Le burnout pourrait donc, comme l’analyse T. D. Shanafelt en 2005 (11) chez les internes, être aussi bien néfaste pour le médecin que pour le patient.

- En 2002 d’abord, T.D. Shanafelt (84) réalise une étude transversale utilisant le questionnaire MBI de façon anonyme ainsi que cinq questions d’auto-évaluation élaborées en vue de repérer une pratique de soins sous-optimale aux patients, chez 115 internes de spécialité de médecine interne à l’université de Washington. Il observe alors un risque accru de prise en charge des patients sous optimale en cas de burnout. - En 2005, il introduit son étude sur la qualité de vie et la pratique de l’empathie chez 165 internes de médecine interne de l’université de Rochester en indiquant que les données sont suffisantes pour établir que la détresse ressentie par les internes au cours de cette période critique et stressante de formation réduit leur empathie alors même qu’ils ont à développer leur identité professionnelle. - Enfin en 2007, il conclut au terme d’une revue de la littérature menée avec C.P. West (85) sur les facteurs personnels et environnementaux du professionnalisme au cours des études médicales à un déclin de l’humanisme et de l’empathie s’expliquant en partie par le stress professionnel intense ressenti. Puis en 2010 ensuite, et toujours aux Etats-Unis, C. Brazeau et son équipe (12) vont observer chez des étudiants de quatrième année de la New Jersey Medical School que plus haut est leur niveau de burnout au MBI (Maslach Burnout Inventory), plus faible est celui de leur pratique empathique sur l’échelle JSPE (Jefferson Scale of Physician Empathy) Ces

52 résultats en France ont été retrouvés de façon similaire chez les médecins généralistes en 2012.

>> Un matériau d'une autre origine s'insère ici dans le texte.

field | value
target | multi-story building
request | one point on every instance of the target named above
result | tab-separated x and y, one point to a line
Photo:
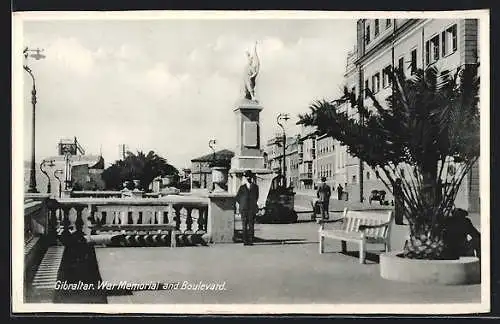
307	156
274	157
406	44
411	44
201	171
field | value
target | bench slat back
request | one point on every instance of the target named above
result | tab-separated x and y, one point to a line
353	219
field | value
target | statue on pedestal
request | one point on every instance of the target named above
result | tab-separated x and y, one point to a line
251	72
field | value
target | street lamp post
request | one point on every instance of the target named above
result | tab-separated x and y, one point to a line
56	172
283	117
67	180
50	163
212	144
37	56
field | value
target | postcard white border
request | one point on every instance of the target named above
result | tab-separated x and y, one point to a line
18	306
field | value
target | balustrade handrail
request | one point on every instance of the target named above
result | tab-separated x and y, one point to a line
165	200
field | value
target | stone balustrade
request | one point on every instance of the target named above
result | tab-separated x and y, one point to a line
151	219
101	217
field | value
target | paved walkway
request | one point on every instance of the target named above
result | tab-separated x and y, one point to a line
283	267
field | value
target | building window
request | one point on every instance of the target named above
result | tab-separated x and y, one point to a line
401	65
449	40
432	50
413	65
386	80
376	83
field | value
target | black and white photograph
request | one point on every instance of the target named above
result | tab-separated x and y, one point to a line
251	162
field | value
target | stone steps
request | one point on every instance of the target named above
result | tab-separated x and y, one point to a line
46	276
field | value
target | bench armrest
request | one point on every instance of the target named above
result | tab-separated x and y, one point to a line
322	221
365	227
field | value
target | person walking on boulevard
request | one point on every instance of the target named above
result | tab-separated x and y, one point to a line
247	197
324	192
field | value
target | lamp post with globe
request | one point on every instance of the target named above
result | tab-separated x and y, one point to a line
27	52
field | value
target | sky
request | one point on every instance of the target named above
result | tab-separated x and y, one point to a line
170	85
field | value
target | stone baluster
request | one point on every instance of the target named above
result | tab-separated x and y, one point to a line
65	222
177	217
189	220
53	221
201	220
79	221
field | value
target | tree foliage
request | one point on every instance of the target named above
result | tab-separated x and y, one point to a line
425	133
140	166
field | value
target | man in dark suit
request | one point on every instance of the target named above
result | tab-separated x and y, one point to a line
247	197
324	192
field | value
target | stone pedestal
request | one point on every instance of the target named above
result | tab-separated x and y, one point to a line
219	179
220	220
248	155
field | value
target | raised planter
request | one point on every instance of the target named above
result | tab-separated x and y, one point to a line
466	270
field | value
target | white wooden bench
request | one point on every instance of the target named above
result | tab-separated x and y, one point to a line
361	227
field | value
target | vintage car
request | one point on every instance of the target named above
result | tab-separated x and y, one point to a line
279	206
378	195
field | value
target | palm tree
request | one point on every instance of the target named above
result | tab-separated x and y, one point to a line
140	166
426	134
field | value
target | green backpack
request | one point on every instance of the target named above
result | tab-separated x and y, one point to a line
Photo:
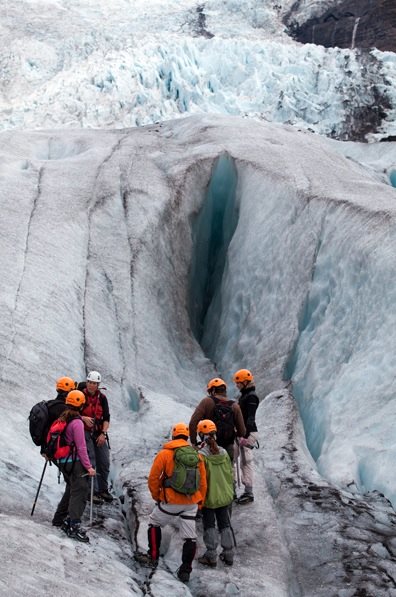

En 2011 et en France, D. Truchot (86) va observer chez 270 médecins généralistes que ceux ayant un niveau élevé de burnout au MBI ont tendance à se désengager par un retrait psychologique ou comportemental. Ce « retrait psychologique » désigne toute attitude de détachement vis à vis de son travail, tout sentiment aversif ou tout évitement de contact avec ses patients. Il pourrait s’agir en fait d’une stratégie de coping défensif par retrait, visant à protéger ses ressources internes et, selon les mots de P. Canoui et A. Moranges (66), « préserver son autonomie » et « maintenir un état d’équilibre psychologique ».

Pour finir, il faut rappeler que le travail de thèse d’A. Woerner (16) cite la récente revue de littérature de M. Neumann et son équipe en 2011 confirmant le déclin de l’empathie pendant l’internat tout en soulignant bien que la plupart des études citées retrouvent que le burnout diminue de façon significative le degré d’empathie. Les auteurs soulignent le peu d’approfondissement des causes de cette réduction. Cependant, en rapport avec ces interrogations fondamentales, les conclusions du Dr L. N. Dyrbye (87)sur une atteinte possible de la capacité d’altruisme chez les victimes d’un surmenage professionnel sont d’autant plus intéressantes qu’ils ont eux-même retrouvé (88) chez 1 098 étudiants en médecine aux USA que l’empathie serait plus élevée que dans la population générale et qu’il existerait un lien significatif entre burnout et déclin de l’empathie.